ST. PETERSBURG, August 9 (RAPSI, Mikhail Telekhov) – Alleged organizers of the St. Petersburg branch of Hizb ut-Tahrir organization banned in Russia, Eldar Ramazanov, Karim Ibragimov and Ilyas Kagirov, have pleaded not guilty to charges brought against them, RAPSI reported from the court on Tuesday.
The Moscow District Military Court began hearing on the merits in the case during a visiting session in St. Petersburg.
Ibragimov and Ramazanov are charged with participation in the banned organization, creating media office of the Party of Islamic liberation and video channel called “Islam in St.
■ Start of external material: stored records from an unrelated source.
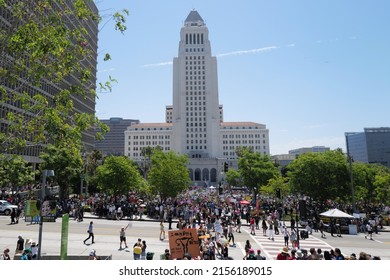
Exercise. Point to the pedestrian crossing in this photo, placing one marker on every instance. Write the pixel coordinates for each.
(271, 248)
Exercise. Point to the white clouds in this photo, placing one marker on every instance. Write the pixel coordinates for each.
(252, 51)
(158, 64)
(315, 126)
(242, 52)
(106, 70)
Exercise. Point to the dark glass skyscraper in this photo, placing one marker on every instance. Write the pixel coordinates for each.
(9, 21)
(370, 146)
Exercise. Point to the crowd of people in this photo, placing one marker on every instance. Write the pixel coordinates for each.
(217, 219)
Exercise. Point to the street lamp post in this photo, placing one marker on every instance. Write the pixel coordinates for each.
(351, 175)
(46, 173)
(297, 223)
(83, 174)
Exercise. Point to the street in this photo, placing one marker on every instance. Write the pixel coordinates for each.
(107, 239)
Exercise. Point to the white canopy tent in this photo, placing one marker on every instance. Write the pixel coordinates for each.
(336, 213)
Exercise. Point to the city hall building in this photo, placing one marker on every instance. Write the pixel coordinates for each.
(194, 124)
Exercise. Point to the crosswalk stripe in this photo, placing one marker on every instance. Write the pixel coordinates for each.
(271, 249)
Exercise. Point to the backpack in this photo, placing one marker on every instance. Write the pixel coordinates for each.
(251, 257)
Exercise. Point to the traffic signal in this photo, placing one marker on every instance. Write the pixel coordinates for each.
(226, 167)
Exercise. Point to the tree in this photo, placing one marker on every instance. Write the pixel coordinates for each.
(382, 187)
(45, 71)
(168, 175)
(233, 177)
(117, 176)
(65, 159)
(275, 185)
(15, 171)
(255, 169)
(321, 176)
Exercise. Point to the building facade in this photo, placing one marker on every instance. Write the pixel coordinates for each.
(304, 150)
(9, 22)
(114, 140)
(370, 146)
(194, 122)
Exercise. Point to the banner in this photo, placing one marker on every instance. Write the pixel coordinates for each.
(182, 242)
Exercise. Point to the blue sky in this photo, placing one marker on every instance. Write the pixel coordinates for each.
(309, 70)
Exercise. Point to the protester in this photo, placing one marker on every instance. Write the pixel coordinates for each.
(90, 233)
(122, 237)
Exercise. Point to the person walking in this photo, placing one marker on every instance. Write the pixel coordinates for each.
(248, 246)
(5, 256)
(13, 216)
(321, 228)
(238, 222)
(286, 235)
(369, 231)
(137, 249)
(143, 248)
(264, 227)
(271, 232)
(252, 225)
(230, 234)
(19, 245)
(122, 237)
(293, 238)
(90, 233)
(162, 230)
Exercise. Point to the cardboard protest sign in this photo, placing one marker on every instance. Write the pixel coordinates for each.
(183, 241)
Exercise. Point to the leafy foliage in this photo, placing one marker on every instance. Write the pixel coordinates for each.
(255, 169)
(320, 175)
(168, 175)
(117, 176)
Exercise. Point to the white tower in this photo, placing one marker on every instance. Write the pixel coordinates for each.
(196, 111)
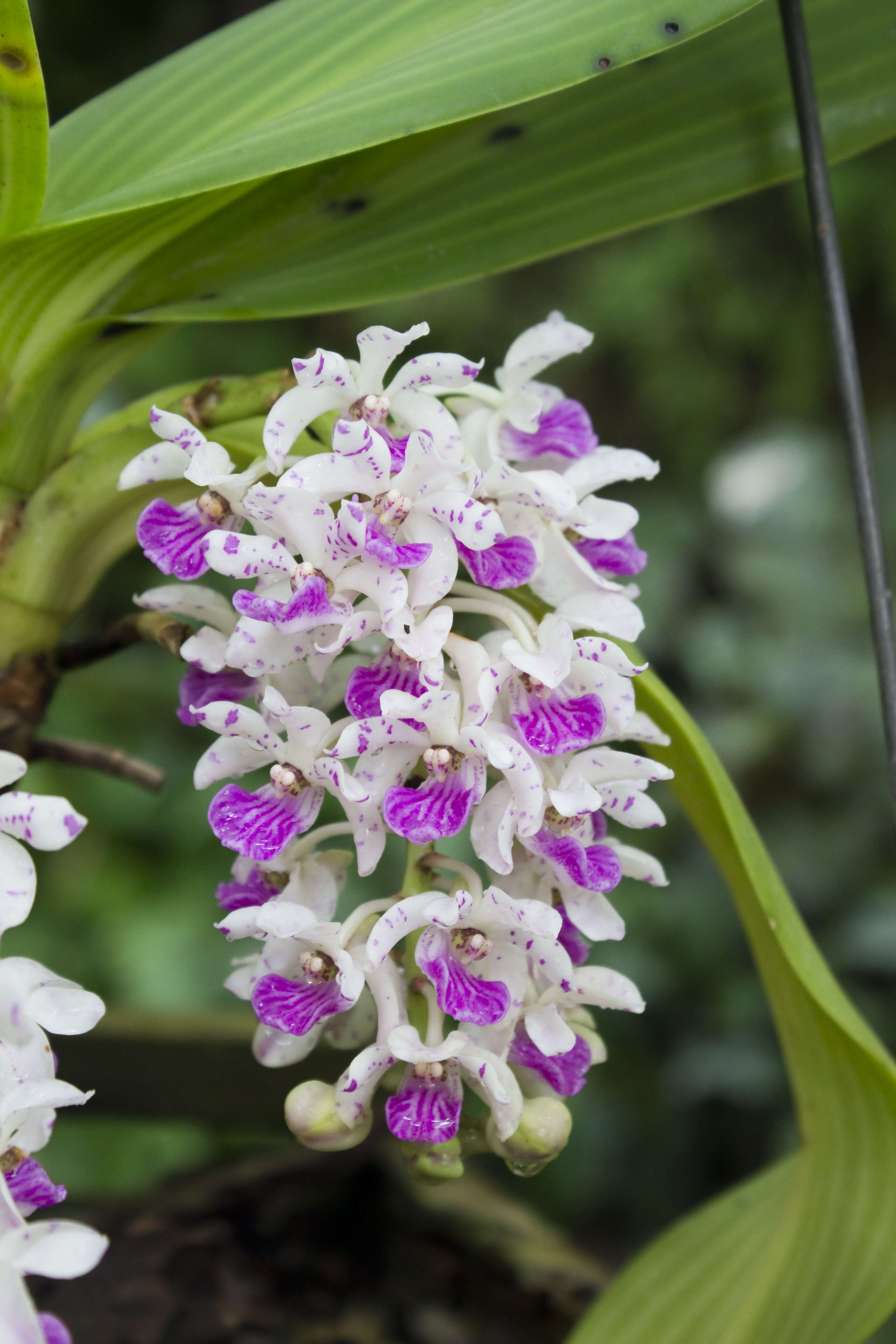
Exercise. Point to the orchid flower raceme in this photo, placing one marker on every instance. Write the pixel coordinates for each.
(34, 1002)
(347, 666)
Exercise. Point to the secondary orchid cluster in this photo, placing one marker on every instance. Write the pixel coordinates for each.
(33, 1002)
(354, 558)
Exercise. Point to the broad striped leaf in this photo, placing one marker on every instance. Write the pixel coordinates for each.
(707, 122)
(299, 82)
(802, 1253)
(23, 120)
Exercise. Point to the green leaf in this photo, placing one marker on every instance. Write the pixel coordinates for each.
(701, 124)
(804, 1252)
(299, 82)
(23, 120)
(79, 523)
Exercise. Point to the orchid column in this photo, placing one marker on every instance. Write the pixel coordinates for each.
(33, 1002)
(441, 499)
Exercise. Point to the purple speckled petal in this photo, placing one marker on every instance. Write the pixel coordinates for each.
(379, 545)
(622, 557)
(31, 1189)
(308, 608)
(565, 1073)
(596, 867)
(386, 674)
(426, 1112)
(296, 1007)
(438, 810)
(54, 1331)
(566, 429)
(557, 724)
(172, 538)
(256, 890)
(460, 992)
(397, 447)
(573, 940)
(508, 564)
(260, 824)
(198, 689)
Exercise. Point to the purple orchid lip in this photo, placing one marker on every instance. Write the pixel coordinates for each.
(573, 940)
(261, 824)
(296, 1007)
(31, 1189)
(508, 564)
(54, 1330)
(594, 867)
(257, 890)
(565, 1073)
(172, 538)
(199, 689)
(621, 557)
(460, 992)
(426, 1109)
(366, 686)
(386, 549)
(308, 608)
(438, 810)
(565, 429)
(555, 722)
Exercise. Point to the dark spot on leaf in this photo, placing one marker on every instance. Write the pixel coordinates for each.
(113, 330)
(504, 134)
(350, 206)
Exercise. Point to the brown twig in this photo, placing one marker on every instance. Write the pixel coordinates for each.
(131, 629)
(93, 756)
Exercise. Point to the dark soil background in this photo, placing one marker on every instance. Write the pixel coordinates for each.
(324, 1249)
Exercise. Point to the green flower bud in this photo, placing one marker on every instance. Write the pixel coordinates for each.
(435, 1163)
(311, 1115)
(541, 1136)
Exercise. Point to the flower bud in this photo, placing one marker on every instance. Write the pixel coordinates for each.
(435, 1163)
(311, 1115)
(541, 1136)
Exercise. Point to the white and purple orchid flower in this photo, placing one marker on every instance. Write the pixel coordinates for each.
(261, 824)
(33, 1002)
(350, 591)
(172, 535)
(53, 1248)
(426, 1108)
(327, 382)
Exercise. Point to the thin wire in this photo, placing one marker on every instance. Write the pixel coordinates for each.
(821, 212)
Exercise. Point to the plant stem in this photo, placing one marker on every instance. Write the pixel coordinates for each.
(824, 224)
(95, 756)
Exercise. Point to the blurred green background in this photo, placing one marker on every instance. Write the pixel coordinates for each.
(711, 353)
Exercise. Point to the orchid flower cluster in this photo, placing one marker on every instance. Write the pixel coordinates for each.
(354, 560)
(33, 1002)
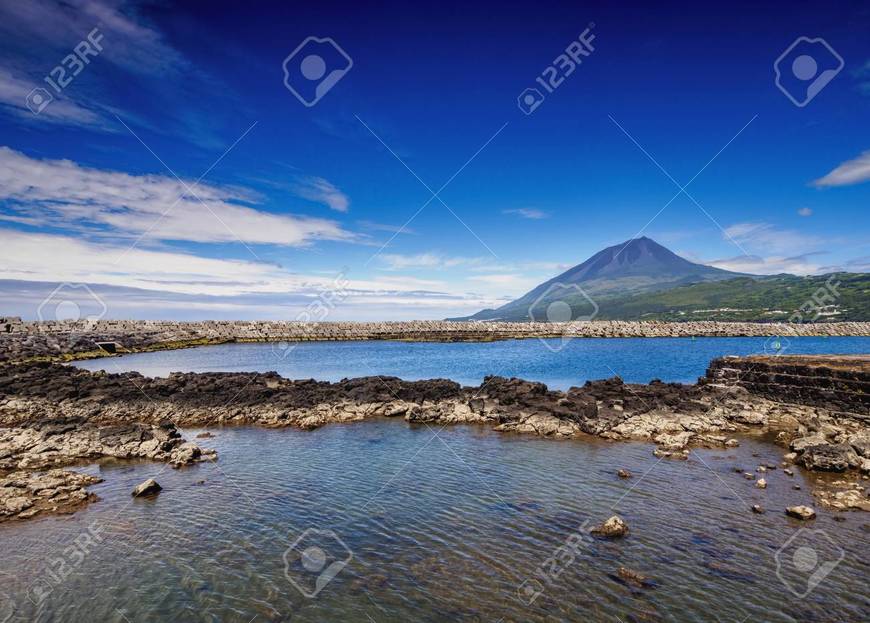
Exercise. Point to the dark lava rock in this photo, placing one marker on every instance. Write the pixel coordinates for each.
(149, 487)
(829, 457)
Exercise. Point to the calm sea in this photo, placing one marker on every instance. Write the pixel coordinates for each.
(553, 362)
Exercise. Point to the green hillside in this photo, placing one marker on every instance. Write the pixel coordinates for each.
(748, 298)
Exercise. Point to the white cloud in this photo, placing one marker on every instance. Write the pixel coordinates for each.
(393, 229)
(395, 261)
(510, 282)
(767, 238)
(140, 281)
(14, 92)
(772, 265)
(63, 193)
(530, 213)
(850, 172)
(322, 191)
(128, 41)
Petersburg”. According to investigators, they promoted anticonstitutional ideas of the Islamic State via this channel. Kagirov was engaged in the group’s activity by Ibragimov and Ramazanov.
A criminal case over Hizb ut-Tahrir activity in St. Petersburg was opened in May 2014.
In the summer of 2014, the Federal Security Service (FSB) in cooperation with police arrested about 30 individuals allegedly involved in the Islamic group’s activity in St. Petersburg. Ivanov was arrested in the Leningrad Region on June 24, 2014. Nine people were detained.
In the summer of 2015, two defendants in the case, Gapur Magomedov and Makhamadinin Saliev, were sentenced to 5 years in prison each.
In March, the court sentenced two leaders of Hizb ut-Tahrir branch, Roman Ivanov and Sergei Yablokov, to 13.5 and 12.5 years in prison respectively. In June, Russia’s Supreme Court’s Military Collegium reduced the sentence handed down to Ivanov by 4 months.
Hizb ut-Tahrir (the Party of Islamic Liberation), founded in Jerusalem in 1953, is banned in several Arab and Central Asian countries. Russia's Supreme Court banned the group from operating on the territory of the country in 2003, describing it as a terrorist organization.
Hizb ut-Tahrir members are regularly arrested by the police across Russia, mainly in big cities in central Russia, the Volga region and Siberia. Also, there are many supporters in Crimea, which rejoined Russia in 2014.